# Calculating drag and pressure forces from numerical simulations

Janko1
Homework Statement:
I am simulating flow around a square and have obtained pressure and velocity in whole domain. I have to calculate the drag and pressure forces, but have trouble with choosing where to take the velocities and pressures.
Relevant Equations:
$$F_d = 1/2 c_p A \rho u^2$$, $$F = \dfrac{\rho A u_2 \delta t u_2 - \rho A u_1 \delta t u_1}{\delta t}$$
So as stated, I am calculating the pressure and drag forces on an obstacle, but have trouble with which velocities to take. This is my geometry: http://shrani.si/f/3l/13P/2Tihb3iM/projekt2.png . I am guessing that I have to take pressure just before the obstacle and just after the obstacle and the velocities above the obstacle at the beginning and at the end. Is this the right thinking?

Mentor
Can you please use LaTex to provide the equation for the drag force. In its current form, it is unreadable.
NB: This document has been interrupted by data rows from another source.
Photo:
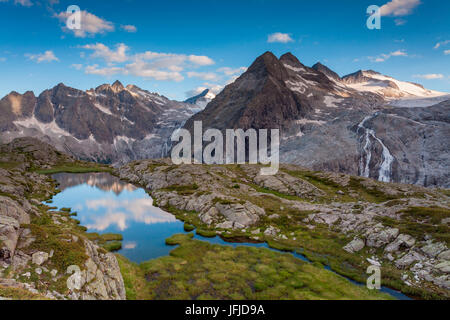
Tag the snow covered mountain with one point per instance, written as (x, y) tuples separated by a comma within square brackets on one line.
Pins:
[(357, 124), (202, 99), (386, 86), (111, 123)]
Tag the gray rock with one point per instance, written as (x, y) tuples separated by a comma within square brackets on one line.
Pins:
[(433, 249), (355, 245), (443, 266), (409, 259), (444, 255), (402, 241), (271, 231), (379, 236)]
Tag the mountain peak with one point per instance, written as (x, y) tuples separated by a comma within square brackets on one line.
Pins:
[(267, 64), (117, 86), (290, 58)]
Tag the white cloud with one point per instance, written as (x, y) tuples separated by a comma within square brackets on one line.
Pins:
[(90, 24), (147, 70), (25, 3), (279, 37), (442, 43), (430, 76), (129, 28), (208, 76), (102, 51), (108, 71), (47, 56), (385, 56), (201, 60), (400, 22), (148, 64), (76, 66), (398, 8)]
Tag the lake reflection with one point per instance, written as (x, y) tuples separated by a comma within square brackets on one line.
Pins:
[(106, 204)]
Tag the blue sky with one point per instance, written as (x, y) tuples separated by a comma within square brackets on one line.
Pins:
[(177, 47)]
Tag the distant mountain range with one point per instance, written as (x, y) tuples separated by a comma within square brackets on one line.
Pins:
[(202, 99), (110, 124), (361, 124)]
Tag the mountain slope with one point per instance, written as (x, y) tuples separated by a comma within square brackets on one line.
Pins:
[(110, 123), (201, 100), (348, 124)]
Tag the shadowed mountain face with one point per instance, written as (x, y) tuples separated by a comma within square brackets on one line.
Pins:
[(110, 123), (364, 123), (361, 124)]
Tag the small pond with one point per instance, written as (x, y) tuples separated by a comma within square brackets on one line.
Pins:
[(106, 204)]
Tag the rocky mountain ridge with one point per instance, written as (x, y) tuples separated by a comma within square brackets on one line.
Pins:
[(108, 124), (355, 124)]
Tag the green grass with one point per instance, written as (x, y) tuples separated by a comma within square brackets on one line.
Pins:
[(19, 294), (188, 227), (206, 233), (112, 246)]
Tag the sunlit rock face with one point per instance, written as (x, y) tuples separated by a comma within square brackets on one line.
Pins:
[(365, 124), (110, 124)]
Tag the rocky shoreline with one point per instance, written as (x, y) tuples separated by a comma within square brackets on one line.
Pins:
[(367, 222), (38, 248)]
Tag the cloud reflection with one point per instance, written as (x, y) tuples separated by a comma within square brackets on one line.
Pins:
[(121, 213)]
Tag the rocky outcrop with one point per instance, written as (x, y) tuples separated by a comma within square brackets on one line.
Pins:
[(101, 280), (237, 200)]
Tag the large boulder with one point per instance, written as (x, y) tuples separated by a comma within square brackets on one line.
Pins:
[(402, 241)]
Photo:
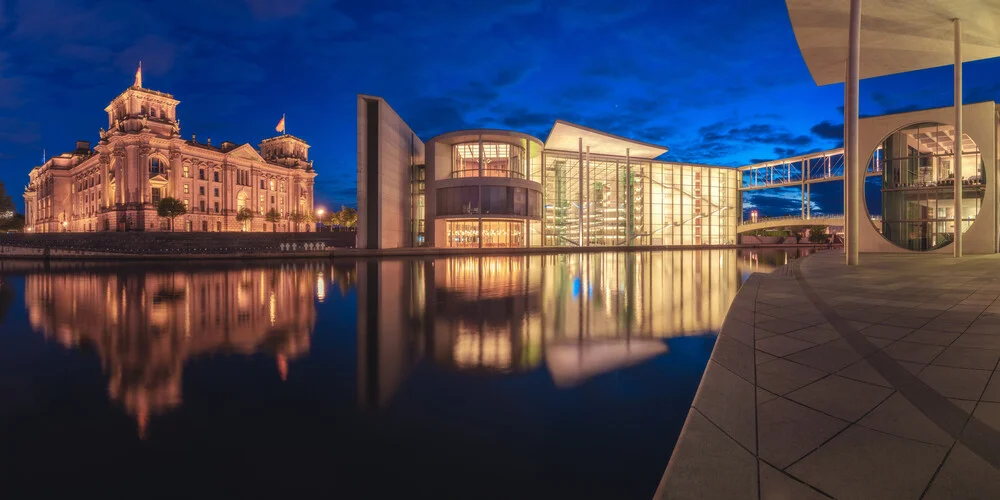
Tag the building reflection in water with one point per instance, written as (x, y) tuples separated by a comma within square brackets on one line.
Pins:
[(578, 314), (575, 315), (145, 325)]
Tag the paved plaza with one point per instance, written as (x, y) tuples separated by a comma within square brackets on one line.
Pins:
[(877, 381)]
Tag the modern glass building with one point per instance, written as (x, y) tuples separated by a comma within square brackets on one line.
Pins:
[(585, 188), (505, 189)]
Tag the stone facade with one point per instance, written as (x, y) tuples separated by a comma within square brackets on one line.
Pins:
[(142, 158)]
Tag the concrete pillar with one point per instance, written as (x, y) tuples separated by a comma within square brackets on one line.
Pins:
[(628, 192), (581, 180), (590, 192), (851, 171), (481, 191), (958, 138)]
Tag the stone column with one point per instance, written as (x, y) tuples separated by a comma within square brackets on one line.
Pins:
[(959, 139), (851, 170)]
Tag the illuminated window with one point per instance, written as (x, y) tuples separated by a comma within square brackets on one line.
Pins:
[(499, 160)]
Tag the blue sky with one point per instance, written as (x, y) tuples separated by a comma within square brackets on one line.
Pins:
[(718, 82)]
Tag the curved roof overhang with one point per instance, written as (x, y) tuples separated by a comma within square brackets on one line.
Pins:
[(566, 136), (897, 36)]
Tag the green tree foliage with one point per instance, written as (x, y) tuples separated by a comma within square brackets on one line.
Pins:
[(171, 208), (346, 217)]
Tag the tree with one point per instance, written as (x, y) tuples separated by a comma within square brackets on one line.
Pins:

You need to integrate the pressure over the area of the leading and trailing faces of your object to get the pressure force.

The drag shear stress on the upper face is given by ##\eta\frac{dv_x}{dy}##

Janko1
Yeah, sorry.
$$F_d = 1/2 c_p A \rho u^2$$ is the drag force, and $$F = \dfrac{\rho A u_2 \delta t u_2 - \rho A u_1 \delta t u_1}{\delta t}$$ is the conservation of momentum.

So I should just take this shear stress at the upper obstacle boundary or am I missing anything else? I believe that every other force is symmetrical and cancels out?

Mentor
I can see what you are doing with your 2nd equation above. You are using a macroscopic momentum balance (with a control volume) to get the force exerted by the object on the fluid, which is minus the force exerted by the fluid on the object. For the upstream end of the control volume, it is OK to just multiply by the overall area because the velocity is uniform, but, for the downstream end, you need to integrate over the area. (And, of course, cancel out those delta t's). I'm not sure how accurate an answer you will get using this approach, because I would expect lots of roundoff in the calculation.

For the pressure component of the overall force Fp, you would integrate the pressure over the upstream and downstream faces of the object, and take the difference. The frictional drag force could then be determined from the difference between F and Fp. But, like I said, I don't know how accurate it will be to get the overall force from the macroscopic momentum balance. Therefore, I would also integrate the shear stress over the upper and lower faces of the object to get the frictional drag by a second independent means.

Janko1
Thank you very much for all the help, the things are clearer now and I think I will be able to properly solve the problem.